De pie en el Jeep contemplaron la abundante fauna cuya magnificencia hizo que se olvidara de luchar contra él, o contra ella misma.


–¿Cuál es tu animal interior, Pedro? ¿El león? No, no, ya lo sé –sonrió–. El guepardo.


–Pues no –él la miró fijamente–. El elefante.


–¿Y eso? –preguntó ella con gesto inocente–. ¿Por tu enorme… trompa?


–Gracias por el elogio, cariño, pero no. Es por mi memoria. Puede que no supiera muchas cosas de ti, Paula, pero lo que aprendí no lo he olvidado –le susurró al oído–. Recuerdo lo que te gusta. Recuerdo cómo te gusta… lo rápido, lo intenso, cuántas veces.


Paula sintió el deseo arder en el estómago. Era su venganza por el asuntillo de los tacones.


–¿Sabes tú qué clase de animal alojas? –le recogió un mechón de los cabellos tras la oreja.


–Ni te atrevas a decir la jirafa –ella se obligó a respirar.


–Ni se me ocurriría –él la miró con ojos brillantes–. Pensaba más bien en una gacela.


–Debes estar de broma –Paula se sentía muy en peligro cuando él la miraba de ese modo. Estaba claro que era una jirafa, angulosa y torpe.


–Lo he dicho en serio. Saltas a la más mínima –él parecía cada vez más cerca–. Asustadiza.


–No soy asustadiza –ella se pegó al lado del Jeep en un intento de alejarse de él.

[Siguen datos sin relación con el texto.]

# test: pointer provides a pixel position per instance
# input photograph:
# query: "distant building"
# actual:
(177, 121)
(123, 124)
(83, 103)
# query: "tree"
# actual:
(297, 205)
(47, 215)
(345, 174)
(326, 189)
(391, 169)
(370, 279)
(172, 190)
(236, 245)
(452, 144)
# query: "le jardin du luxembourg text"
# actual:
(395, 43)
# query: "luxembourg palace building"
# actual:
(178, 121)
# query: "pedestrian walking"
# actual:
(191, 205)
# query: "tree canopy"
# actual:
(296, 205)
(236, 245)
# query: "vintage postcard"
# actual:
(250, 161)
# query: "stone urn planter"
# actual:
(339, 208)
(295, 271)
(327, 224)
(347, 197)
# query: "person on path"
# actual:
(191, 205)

–Sí, lo eres –contestó él–. Y no me importa. Tengo paciencia de sobra para acechar a mi presa.


–Los elefantes son vegetarianos –ella se negaba a convertirse en su presa.


–Entonces sí que debo ser un león.


–En realidad, la que caza suele ser la leona –Paula alzó la barbilla desafiante.


–¿De verdad? –murmuró él–. Pues enséñame tus garras.


Ella se apartó un milímetro más.


–Yo tenía razón –Pedro parecía acaparar todo el espacio–. Una pequeña y asustadiza gacela.


Paula encogió el estómago y le dio la espalda, concentrándose en el paisaje. En la disputa verbal él siempre llevaba las de ganar.